In Assam, from now on anyone needing emergency treatment need not bother about the bills. The state government has made it mandatory for all private hospitals to provide free treatment for the first 24 hours.
This benefit is part of the Assam Public Health Bill, 2010, passed by the state Assembly Thursday, the first such watershed legislation in the country guaranteeing the right to healthcare without a patient having to look for a government hospital in case of an emergency just because of financial constraints.
“The entire idea of this bill is to ensure quality healthcare facilities and making it easy for people, rich or poor, to avail themselves the best of treatment in the first 24 hours in an emergency situation,” Assam Health Minister Himanta Biswa Sarma told a news agency in an interview.
“The persisting inequities and denials in the matter of healthcare in the state was a concern, and hence this bill.... We hear of people afraid to take a patient to a private nursing home in the case of an emergency because of financial reasons. Now this bill makes it mandatory for all concerned to treat free of charge,” the minister added.
“I would put the bill as a revolutionary step towards better healthcare in Assam. The idea for free treatment for the first 24 hours in all private hospitals is a very bold step,” Director of the All India Institute of Medical Sciences (AIIMS) RC Deka told a news agency over phone from New Delhi.
Not just that, the legislation also makes it mandatory for all new development projects in the state to pass a Health Impact Assessment (HIA) test.

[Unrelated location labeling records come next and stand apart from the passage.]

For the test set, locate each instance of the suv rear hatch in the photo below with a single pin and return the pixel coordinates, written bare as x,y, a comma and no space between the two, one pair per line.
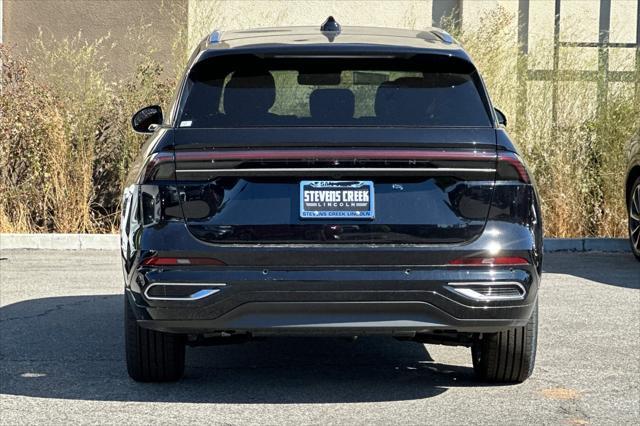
326,150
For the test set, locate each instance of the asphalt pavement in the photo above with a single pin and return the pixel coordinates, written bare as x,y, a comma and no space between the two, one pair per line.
62,359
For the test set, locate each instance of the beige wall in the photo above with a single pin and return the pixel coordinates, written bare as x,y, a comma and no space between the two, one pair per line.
579,17
93,19
206,15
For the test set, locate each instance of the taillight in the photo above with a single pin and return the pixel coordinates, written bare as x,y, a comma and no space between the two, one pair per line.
511,167
489,261
182,261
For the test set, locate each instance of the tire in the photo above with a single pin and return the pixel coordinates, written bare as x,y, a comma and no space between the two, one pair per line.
508,356
633,209
152,356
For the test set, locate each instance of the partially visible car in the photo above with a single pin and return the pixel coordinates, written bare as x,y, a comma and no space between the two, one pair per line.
633,194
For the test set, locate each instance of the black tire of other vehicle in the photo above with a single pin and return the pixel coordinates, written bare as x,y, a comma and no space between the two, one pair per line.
508,356
634,223
152,356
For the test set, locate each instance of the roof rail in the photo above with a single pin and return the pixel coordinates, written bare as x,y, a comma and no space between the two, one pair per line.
443,35
215,37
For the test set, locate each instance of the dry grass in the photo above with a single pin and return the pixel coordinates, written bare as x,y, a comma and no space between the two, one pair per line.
66,146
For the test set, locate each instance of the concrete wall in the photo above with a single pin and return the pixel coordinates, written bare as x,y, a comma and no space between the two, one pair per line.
205,15
93,19
579,18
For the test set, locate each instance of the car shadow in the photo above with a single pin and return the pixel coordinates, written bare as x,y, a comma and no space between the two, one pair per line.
617,269
73,348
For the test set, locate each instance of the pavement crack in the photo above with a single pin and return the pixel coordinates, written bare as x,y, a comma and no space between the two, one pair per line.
46,312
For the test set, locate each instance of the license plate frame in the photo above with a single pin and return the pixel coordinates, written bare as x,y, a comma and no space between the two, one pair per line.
337,203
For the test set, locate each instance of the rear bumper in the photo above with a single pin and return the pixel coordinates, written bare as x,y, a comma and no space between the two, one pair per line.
333,301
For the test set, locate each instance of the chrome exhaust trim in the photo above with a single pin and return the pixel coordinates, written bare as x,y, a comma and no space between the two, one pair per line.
205,290
489,291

“We know about environmental clearance in the case of a new project, but nobody bothers about the health hazards of such projects, and hence the mandatory HIA clearance provision kept in the bill,” the minister said.
The new legislation has been generally hailed.
“We are going to enforce the legislation in letter and spirit and hope the public sector cooperates with us,” the minister said.
But private hospital owners and shareholders are miffed with the legislation.
“The idea of free treatment for the first 24 hours could prove to be economically unviable for private hospitals,” said G Buragohain, a private nursing home owner.